Today marks the beginning of the last week of classes at Baylor University. Students across campus consult with professors, bury their noses in textbooks, and chain themselves to their laptops. Instructors frantically put together rubrics, draw up exams, and respond to student inquiries. The crowd at the library, already larger than average, will grow exponentially as Finals Week approaches as students and professors alike prime for the academic year’s penultimate push. For some, this is the last Finals Week of their careers; the last seminar essay they’ll ever write, the last test they’ll ever study for, the last cup of coffee they’ll gulp down at 4:30 in the morning before falling asleep on their lecture notes. Though many look forward to the days when they no longer have assignments to complete or classes to attend (and rightfully so), we can’t help but think of it this time as the end of an era. No longer will those who graduate in two weeks gather in scheduled sessions solely to discuss literature, politics, social issues, economics, history, family dynamics, or human health. No longer will they be encouraged to think simply to think, to write simply to write, or to observe for the joy of observing. For them, college’s end means the beginning of “real life.” Last semester, we posted about the collegiate and congressional freshman experiences. In that same spirit, today we’re looking at the last days of a congressman’s time in office. What do they look forward to? What are they proud of? What do they regret?

These questions don’t have easy answers, but we can still look to our collections for guidance. In a 2012 lecture titled “What’s Wrong with Washington and Right About America,” Chet Edwards reflected on the enduring respect he felt toward the country: “After 20 years in Washington, I still got excited when I looked out my office window and saw the American flag flying over the majestic U.S. Capitol. I still believe we have had the greatest democracy in the world.” However, Edwards also expressed concern over the contemporary political climate:

Leaders in both parties too often seem more interested in demonizing the opposition than in looking for common ground to solve our nation’s challenges … There is nothing wrong with principled differences of opinion.  Debate is the sound of democracy in action, but severe partisanship and personal attacks can be paralyzing … You can solve the easy problems on a partisan basis.  However, to solve the big challenges, such as reducing the enormous federal deficits and national debt, solving the immigration problem, reforming entitlements and improving the quality and affordability of our education system and competing in the world economy…to solve these challenges will take bipartisan effort in Washington.
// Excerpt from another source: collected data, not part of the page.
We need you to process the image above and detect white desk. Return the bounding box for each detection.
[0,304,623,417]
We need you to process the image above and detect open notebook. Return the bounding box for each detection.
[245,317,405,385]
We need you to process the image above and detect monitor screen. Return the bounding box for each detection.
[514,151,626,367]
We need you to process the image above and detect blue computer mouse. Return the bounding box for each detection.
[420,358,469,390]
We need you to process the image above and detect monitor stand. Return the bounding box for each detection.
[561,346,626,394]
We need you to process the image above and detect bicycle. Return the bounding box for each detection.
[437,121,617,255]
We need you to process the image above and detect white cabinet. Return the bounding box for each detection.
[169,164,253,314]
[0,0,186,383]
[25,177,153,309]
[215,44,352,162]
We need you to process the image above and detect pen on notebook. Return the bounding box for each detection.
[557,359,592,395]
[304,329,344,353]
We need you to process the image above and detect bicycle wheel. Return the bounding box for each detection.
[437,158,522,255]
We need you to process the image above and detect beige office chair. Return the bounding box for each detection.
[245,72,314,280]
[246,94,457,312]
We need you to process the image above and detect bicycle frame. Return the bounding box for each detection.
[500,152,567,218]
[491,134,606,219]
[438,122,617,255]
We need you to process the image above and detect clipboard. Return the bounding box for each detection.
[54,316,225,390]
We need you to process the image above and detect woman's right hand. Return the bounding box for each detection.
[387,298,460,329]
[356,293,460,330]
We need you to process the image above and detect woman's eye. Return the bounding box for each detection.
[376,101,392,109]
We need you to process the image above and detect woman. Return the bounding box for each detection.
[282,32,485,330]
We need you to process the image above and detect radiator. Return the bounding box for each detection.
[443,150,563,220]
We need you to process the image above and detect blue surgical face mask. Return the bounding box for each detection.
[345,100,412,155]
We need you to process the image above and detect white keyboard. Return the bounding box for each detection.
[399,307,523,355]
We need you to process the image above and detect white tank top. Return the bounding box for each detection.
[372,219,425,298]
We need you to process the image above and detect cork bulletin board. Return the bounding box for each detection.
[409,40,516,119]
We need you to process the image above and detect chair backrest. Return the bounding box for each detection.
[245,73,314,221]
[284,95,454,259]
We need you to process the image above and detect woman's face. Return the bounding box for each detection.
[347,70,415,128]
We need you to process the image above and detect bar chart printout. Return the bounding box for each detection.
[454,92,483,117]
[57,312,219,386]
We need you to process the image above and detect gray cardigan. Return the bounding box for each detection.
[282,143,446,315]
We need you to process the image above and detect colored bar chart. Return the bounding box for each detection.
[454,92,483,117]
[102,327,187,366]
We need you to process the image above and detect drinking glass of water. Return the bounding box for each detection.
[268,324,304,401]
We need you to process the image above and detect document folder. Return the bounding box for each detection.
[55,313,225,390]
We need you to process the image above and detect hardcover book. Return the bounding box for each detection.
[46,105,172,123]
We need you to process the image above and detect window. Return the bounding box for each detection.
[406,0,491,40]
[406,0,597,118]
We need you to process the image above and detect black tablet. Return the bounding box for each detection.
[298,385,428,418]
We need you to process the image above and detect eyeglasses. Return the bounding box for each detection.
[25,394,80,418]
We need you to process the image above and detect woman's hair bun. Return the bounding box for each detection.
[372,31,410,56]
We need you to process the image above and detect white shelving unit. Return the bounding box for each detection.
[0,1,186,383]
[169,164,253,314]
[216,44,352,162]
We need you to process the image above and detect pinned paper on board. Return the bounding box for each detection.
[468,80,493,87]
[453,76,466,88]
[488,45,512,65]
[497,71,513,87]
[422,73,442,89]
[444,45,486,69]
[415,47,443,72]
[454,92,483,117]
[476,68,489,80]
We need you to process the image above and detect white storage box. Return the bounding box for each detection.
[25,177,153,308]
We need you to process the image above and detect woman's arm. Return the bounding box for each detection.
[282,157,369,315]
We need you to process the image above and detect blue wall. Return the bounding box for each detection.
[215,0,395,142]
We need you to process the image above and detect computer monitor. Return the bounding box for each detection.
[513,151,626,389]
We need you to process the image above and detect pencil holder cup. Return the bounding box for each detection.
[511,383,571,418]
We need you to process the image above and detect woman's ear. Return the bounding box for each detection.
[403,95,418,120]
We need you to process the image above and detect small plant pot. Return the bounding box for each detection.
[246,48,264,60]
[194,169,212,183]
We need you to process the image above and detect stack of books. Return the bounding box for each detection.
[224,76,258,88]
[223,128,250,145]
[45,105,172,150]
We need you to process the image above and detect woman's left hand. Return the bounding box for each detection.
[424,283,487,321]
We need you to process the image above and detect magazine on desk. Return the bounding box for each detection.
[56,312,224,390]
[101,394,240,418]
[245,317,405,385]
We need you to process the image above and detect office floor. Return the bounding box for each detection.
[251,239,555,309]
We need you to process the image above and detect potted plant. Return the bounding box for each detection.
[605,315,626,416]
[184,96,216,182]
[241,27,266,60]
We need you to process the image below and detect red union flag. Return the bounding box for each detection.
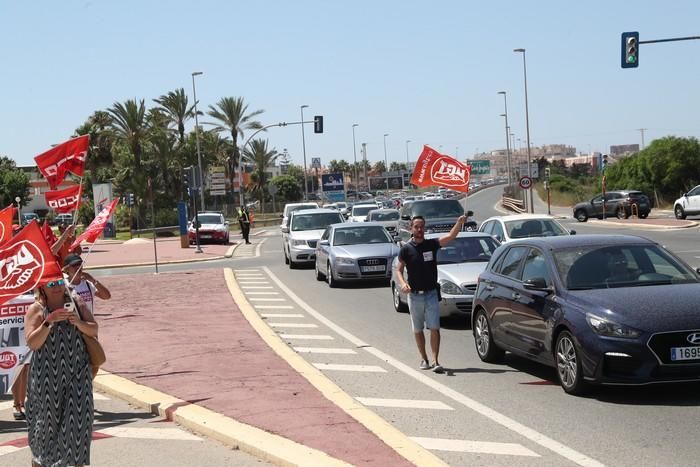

Edwards attributed the growing partisanship in Congress partly to increasingly segmented journalism, the exploding popularity and unfiltered nature of social media, congressional redistricting, and low voter turnout during primaries. However, he also believed congressmen weren’t spending enough time together in non-offiical capacities, which exacerbated existing ideological divides, and that money had begun to play too large a role in politics.

Despite these observations, Edwards still expressed optimism about the country’s future:

I admire and even revere our founding fathers, but I believe the true greatness of America comes from our everyday citizens … I learned a lot from meeting leaders in business, education, politics and the military, but my most special memories are from meeting everyday citizens who are the heart and soul of the American spirit.

Edwards saw Congress as an opportunity to serve the nation and Americans. The days of giving speeches, discussing policy, and meeting constituents never really ended. He still advocates for causes and contributes to political expertise, though now as a private citizen. For Edwards, leaving Congress did not mean the beginning of “real life,” only a change in the way he served. As the semester ends, we encourage students to follow his example; don’t think of the next few days as conclusion, but as a transition between what you have accomplished and what you will.